Wei Keong Tan is an animation filmmaker who explores his gay identity through personal storytelling and fantasy worlds. He is currently a resident at SFFILM FilmHouse for his next short and feature development. His most recent short film, Kingdom (2018), has been selected to compete at the Berlin International Film Festival. His previous film, Between Us Two (2017), received the Grand Jury Prize for Documentary Short at Outfest LA and the Best Singapore Short Film award at Singapore International Film Festival. His highly acclaimed body of work received international recognition at many film festivals, including those at Annecy, Zagreb, Stuttgart, Taipei and Toronto. Wei Keong’s interest in new media led to exhibition pieces including Muybridge's Birds (2021), a video collaboration with Jim Campbell in San Francisco; and Notes of the Lighthouse Keepers (2016), which was shown at Headlands Center for the Arts in California. He was awarded the Young Artist Award by the National Arts Council of Singapore in 2019.
Corrie Wille is a ceramic-based artist from Long Beach, California. Corrie earned an MFA in Fine Arts from California College of the Arts in 2022 and a BFA in Ceramics from California State University in 2019. With clay, glaze, and an affinity for science fiction, Corrie builds vaguely anthropomorphic sculptures that exist in an imagined extra-planetary future. Like ceramics from ancient human history, perhaps these objects will follow suit, surviving the centuries to serve as relics of this time on Earth. Maybe they will become genuine alien artifacts to future travelers to this planet, but at present they hold imagined tales of a utopian future of weirdness, queerness, and play. The acts of piercing and decorating mimic Wille’s own modifications in a playful way and serve as an assertion of bodily autonomy.

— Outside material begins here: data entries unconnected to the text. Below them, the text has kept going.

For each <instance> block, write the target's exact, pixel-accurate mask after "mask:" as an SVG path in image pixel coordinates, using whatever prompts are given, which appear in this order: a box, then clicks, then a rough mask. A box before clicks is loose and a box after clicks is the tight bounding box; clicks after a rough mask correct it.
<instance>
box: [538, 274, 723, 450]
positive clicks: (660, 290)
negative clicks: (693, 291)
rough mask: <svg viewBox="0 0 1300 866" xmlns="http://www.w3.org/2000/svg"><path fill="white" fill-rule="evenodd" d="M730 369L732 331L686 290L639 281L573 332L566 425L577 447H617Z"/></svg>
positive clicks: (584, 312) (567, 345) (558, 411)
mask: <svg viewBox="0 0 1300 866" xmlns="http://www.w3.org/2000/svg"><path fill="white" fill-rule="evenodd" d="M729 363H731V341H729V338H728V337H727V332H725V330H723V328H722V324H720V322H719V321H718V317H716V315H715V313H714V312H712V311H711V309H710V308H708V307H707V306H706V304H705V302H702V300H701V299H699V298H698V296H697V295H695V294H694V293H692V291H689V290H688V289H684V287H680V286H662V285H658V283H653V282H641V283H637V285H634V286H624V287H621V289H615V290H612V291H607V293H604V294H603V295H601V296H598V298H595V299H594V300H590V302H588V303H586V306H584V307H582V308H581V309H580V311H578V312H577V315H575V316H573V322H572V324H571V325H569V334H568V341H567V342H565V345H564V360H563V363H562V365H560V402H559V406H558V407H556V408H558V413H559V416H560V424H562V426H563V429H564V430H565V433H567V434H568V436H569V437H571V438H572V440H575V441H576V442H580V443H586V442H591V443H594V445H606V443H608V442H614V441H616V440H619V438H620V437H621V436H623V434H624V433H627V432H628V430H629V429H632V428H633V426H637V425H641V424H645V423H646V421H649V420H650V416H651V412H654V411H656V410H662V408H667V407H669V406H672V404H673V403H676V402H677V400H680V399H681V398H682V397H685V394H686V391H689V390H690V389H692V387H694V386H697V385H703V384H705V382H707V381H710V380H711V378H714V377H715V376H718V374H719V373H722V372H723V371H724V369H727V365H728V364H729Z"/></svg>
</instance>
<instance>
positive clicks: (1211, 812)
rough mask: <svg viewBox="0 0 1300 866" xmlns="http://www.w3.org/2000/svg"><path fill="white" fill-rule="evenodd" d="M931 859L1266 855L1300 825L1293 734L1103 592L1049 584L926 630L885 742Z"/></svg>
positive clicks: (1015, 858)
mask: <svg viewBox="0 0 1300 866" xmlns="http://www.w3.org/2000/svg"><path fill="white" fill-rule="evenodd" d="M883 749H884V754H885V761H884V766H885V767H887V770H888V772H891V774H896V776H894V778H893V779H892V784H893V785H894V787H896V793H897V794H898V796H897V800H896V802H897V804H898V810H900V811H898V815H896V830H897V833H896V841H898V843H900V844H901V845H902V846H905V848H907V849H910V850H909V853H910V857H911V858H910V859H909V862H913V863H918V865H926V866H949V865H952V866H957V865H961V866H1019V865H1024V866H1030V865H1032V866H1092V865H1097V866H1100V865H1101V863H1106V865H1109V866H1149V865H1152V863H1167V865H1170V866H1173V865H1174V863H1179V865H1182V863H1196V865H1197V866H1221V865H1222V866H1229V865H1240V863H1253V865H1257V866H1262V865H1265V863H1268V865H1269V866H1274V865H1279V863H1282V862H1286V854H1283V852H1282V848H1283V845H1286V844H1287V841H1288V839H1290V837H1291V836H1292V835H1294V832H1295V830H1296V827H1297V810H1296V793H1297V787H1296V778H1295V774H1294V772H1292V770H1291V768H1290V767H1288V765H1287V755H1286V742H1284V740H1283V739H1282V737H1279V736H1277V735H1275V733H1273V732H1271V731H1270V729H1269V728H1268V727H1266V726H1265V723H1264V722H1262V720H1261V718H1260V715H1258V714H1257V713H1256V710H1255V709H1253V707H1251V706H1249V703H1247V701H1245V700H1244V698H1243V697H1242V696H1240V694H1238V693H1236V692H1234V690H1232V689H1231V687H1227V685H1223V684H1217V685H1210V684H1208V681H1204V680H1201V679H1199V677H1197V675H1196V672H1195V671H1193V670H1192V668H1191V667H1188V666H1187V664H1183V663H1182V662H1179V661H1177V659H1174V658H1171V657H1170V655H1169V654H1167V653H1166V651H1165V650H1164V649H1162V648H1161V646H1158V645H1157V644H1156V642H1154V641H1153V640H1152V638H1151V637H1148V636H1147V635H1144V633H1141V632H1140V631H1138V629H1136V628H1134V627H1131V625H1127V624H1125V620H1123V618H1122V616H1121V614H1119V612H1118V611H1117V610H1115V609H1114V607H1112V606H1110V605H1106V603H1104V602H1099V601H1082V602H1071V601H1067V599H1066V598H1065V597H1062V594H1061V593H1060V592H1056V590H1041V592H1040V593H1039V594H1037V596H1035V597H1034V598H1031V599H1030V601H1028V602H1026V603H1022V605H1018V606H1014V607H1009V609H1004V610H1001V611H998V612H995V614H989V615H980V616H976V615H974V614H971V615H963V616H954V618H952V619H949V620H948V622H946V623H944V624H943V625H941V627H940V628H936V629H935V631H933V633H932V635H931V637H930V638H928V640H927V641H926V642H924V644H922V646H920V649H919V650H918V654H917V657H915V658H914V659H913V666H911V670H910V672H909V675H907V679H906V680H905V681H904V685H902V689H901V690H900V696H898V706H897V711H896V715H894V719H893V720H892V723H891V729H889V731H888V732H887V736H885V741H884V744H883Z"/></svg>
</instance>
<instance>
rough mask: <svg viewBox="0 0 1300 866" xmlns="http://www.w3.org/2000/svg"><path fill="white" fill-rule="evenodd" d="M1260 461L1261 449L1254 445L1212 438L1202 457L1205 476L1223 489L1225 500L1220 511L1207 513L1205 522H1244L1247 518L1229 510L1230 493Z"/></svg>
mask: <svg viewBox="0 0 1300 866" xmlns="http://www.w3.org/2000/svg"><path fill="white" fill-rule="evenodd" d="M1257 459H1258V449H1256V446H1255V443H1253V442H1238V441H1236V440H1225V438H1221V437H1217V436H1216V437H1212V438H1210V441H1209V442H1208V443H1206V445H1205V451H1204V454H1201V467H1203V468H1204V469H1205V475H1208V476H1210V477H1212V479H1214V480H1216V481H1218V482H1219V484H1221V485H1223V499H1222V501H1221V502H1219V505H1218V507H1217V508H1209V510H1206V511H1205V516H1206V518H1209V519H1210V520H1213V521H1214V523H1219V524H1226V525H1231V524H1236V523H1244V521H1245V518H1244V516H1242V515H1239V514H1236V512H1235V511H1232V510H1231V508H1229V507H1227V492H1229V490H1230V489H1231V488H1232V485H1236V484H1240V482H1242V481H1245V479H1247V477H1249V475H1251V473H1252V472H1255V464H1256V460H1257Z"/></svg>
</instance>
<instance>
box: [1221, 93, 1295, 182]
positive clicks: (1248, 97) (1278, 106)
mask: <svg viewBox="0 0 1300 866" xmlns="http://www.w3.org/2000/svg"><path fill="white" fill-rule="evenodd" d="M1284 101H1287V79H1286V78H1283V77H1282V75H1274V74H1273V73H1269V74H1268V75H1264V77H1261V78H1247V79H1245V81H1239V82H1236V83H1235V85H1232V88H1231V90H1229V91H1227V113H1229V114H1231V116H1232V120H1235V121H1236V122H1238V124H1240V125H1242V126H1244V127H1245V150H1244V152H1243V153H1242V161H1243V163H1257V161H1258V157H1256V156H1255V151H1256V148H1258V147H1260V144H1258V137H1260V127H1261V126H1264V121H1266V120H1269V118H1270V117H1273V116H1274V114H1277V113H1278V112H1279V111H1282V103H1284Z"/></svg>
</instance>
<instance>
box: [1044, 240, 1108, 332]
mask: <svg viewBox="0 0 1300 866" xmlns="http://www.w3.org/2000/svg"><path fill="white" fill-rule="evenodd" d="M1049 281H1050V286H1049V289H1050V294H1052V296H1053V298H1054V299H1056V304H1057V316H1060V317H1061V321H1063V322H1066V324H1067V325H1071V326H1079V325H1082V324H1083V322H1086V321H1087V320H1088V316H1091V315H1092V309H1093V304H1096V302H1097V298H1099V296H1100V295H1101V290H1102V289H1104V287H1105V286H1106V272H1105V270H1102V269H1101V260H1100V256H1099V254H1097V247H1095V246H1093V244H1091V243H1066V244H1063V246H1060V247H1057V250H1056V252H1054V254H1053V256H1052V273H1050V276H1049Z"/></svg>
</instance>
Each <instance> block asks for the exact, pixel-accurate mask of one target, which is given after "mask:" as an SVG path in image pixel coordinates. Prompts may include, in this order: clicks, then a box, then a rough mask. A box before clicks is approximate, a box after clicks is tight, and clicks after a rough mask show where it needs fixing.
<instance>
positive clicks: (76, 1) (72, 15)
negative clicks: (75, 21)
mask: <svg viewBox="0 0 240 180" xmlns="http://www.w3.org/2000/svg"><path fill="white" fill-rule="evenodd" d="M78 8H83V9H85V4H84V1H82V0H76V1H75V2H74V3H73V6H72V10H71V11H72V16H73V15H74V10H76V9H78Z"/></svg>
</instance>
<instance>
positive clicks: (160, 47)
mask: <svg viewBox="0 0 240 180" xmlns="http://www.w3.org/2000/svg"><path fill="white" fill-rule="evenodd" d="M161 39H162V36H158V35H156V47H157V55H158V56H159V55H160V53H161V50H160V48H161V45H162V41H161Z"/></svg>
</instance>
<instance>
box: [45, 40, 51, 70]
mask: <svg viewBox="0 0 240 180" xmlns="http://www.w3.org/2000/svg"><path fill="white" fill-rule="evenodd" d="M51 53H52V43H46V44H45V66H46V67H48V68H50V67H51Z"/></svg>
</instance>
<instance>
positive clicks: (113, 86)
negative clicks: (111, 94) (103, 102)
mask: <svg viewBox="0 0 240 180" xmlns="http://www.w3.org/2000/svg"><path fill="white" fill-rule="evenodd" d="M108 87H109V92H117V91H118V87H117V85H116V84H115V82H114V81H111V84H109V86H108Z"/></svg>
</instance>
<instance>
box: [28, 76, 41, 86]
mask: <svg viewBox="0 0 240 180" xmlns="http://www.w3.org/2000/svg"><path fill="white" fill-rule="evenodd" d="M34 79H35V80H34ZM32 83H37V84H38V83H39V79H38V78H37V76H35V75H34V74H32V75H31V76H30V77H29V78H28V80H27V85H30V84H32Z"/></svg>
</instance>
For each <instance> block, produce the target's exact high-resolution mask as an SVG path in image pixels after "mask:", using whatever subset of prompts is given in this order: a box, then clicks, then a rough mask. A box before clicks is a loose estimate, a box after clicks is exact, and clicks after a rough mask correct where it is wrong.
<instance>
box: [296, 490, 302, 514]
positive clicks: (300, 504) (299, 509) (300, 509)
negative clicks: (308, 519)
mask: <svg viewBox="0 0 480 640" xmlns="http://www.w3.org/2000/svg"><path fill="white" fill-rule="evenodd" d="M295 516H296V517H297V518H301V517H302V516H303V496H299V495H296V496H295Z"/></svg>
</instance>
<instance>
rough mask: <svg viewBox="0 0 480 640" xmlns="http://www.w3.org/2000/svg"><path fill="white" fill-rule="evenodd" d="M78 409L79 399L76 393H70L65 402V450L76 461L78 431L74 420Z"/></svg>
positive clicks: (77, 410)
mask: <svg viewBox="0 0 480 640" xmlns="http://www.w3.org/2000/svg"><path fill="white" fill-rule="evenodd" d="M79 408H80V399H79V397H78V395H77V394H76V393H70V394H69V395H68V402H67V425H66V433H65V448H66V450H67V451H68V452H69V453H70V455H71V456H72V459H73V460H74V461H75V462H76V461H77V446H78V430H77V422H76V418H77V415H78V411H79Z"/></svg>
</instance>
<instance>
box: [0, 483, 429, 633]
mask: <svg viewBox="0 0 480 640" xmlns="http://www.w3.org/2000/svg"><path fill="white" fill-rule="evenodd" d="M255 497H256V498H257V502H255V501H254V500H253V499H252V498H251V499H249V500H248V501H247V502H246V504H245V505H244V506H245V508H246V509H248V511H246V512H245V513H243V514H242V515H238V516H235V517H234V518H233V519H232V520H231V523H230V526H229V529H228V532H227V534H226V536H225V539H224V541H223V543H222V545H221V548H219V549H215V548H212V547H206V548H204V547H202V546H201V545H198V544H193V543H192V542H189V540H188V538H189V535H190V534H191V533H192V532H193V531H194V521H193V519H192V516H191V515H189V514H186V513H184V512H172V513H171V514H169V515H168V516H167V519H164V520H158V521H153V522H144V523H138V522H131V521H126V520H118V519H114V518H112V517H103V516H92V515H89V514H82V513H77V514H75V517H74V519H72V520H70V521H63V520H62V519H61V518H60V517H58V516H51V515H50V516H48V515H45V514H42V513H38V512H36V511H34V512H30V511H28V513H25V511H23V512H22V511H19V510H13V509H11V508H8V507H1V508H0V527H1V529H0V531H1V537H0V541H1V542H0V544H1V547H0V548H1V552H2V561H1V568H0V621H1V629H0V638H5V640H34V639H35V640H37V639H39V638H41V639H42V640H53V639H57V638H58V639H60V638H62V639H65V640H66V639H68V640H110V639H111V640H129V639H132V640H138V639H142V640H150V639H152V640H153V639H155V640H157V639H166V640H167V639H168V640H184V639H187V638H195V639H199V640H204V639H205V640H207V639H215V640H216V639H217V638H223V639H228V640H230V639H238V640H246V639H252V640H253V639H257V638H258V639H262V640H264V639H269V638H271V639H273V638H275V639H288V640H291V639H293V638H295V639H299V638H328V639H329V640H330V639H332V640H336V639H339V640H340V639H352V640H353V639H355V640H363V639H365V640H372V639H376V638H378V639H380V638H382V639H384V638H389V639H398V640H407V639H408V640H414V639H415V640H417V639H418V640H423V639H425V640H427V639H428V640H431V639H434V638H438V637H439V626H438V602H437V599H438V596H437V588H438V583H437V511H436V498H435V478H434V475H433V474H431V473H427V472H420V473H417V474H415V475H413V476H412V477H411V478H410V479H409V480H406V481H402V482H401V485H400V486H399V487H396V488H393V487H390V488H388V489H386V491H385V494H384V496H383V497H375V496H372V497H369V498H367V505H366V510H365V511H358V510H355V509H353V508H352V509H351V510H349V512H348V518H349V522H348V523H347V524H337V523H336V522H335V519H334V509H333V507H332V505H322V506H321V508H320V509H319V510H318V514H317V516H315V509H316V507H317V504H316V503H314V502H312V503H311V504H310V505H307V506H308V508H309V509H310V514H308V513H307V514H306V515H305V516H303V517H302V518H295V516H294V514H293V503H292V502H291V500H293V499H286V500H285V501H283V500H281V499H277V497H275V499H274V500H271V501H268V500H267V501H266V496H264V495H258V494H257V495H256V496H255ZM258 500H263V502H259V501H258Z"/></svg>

Each piece undergoes trials by water, air, heat, and pressure to complete its transformation from amorphous muck to a strong, fantastical creature. Building with material capable of such change abstractly reflects Corrie’s personal evolution and inspires optimistic imagination of what could be.
About the Curator
Marc Mayer is an independent curator and educator. He has worked at institutions including the San José Institute of Contemporary Art, Asian Art Museum, Art21, the New Museum, and the Museum of Modern Art. He has spent much of his professional career cultivating new and existing audiences through innovative programming and exhibitions aimed to connect art, ideas, and people. He has organized exhibitions, projects, and programs with artists including Jean Shin, Carrie Mae Weems, Sanaz Mazinani, Ranu Mukherjee, Mark Bradford, Young-Hae Chang Heavy Industries, Saya Woolfalk, Lee Mingwei, Toyin Ojih Odutola, Mark Dion, and Ala Ebtekar. In 2018 he was awarded a research fellowship at the National Museum of Modern and Contemporary Art in South Korea. Mayer received a BA in American Studies from Wesleyan University.